Jatin bhateja

05072 ATS Advantage, Plot No-17, Ahinsa Khand-1, Indirapuram| Ghzaiabad, Uttar Pradesh, 201014 | 8826368490| [jatin.bhateja@gmail.com](mailto:jatin.bhateja@gmail.com)

# Objective

Seasoned software engineer having 20+ years of rich hands-on experience in Compilers and EDA front-ends, seeking a challenging position in the area of cutting-edge technologies where my conceptual and academic knowledge will be used effectively to create a differentiated product and an integrated solution.

# Skills & Abilities

Languages and Tools:  C, C++11, Python, Tcl, Java (Core), Bash, Assembly language (x86). Flex, Bison, ANTLR. Verilog, VHDL, Git, Perforce, CMake.

# Experience

## Cloud Software Development Engineer / Sr. Staff Engineer, Intel Corporation **Dec’18 – Present**

### Remote Employee, Bengaluru

* Part of the Java platform optimization team since joining in December 2018. Currently focusing on adding low-precision type support in Java, making it future-ready for next-generation AI workloads and Vector Databases. Also spearheading Diamond Rapids software enabling efforts in JVM, closing the competitive optimization gaps against ARM servers, and Vector API – Valhalla integration efforts, working in close collaboration with Oracle teams.

Following is a gist of my year-wise significant contributions to OpenJDK since joining Intel:

* **2019**: C2 compile Generic Operands Support
* Significant infrastructure changes in instruction selection, enabling the merging of lots of instruction selection patterns.

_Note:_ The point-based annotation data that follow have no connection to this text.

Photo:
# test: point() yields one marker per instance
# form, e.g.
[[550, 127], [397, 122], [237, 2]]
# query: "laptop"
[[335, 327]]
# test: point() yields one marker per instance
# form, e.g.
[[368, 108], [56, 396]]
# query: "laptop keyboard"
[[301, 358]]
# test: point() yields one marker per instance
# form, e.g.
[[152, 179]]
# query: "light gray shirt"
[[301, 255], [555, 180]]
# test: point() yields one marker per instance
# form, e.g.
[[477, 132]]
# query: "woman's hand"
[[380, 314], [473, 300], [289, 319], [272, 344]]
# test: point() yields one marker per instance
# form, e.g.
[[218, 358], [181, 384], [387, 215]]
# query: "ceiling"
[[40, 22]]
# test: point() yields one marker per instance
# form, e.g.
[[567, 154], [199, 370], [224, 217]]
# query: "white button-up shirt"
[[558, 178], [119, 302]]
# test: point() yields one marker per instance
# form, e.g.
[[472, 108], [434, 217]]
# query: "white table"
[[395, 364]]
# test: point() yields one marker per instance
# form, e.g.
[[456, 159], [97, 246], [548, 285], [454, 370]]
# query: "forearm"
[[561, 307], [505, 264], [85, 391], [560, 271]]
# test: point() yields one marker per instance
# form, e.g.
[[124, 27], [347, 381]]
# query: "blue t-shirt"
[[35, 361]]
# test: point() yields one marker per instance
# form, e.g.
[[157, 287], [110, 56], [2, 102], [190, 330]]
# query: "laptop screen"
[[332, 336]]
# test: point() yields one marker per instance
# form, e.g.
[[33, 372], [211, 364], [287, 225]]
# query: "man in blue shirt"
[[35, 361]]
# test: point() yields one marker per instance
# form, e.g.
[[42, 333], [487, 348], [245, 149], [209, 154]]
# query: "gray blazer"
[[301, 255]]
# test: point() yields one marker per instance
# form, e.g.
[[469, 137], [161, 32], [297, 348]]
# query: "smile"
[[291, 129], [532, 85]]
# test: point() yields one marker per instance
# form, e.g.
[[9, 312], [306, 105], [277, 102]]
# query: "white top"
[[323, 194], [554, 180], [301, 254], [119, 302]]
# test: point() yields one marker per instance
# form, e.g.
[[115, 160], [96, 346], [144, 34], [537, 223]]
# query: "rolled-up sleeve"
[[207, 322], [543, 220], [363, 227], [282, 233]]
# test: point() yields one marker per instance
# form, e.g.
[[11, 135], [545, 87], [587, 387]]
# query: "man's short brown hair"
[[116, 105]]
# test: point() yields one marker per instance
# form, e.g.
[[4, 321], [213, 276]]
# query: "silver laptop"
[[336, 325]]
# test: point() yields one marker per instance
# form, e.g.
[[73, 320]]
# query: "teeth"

This resolved one of the major bottlenecks in Vector API 1st Incubation acceptance into the mainline OpenJDK. ARM later adopted this solution to unify their Neon and SVE backends.
* **2020**: AVX512 differentiating optimizations
* Designed and implemented an advanced Ternary Logic optimization that folds logic cones into one 3 input LUT to generate ternary logic instructions introduced by AVX512 ISA.
* Implemented partial inlining of small copy/mismatch methods using AVX512, showing 2-3x speedup.
* Optimized stubs for copy, fill, and mismatch methods routinely used in almost all Java workloads.
* Optimizations of various math operations like ceil, floor, round, floating point min/max, signum, float to integral conversion.
* **2021**: Implementation of Java Enhancement Proposal (JEP) 417: Vector API (Third Incubator)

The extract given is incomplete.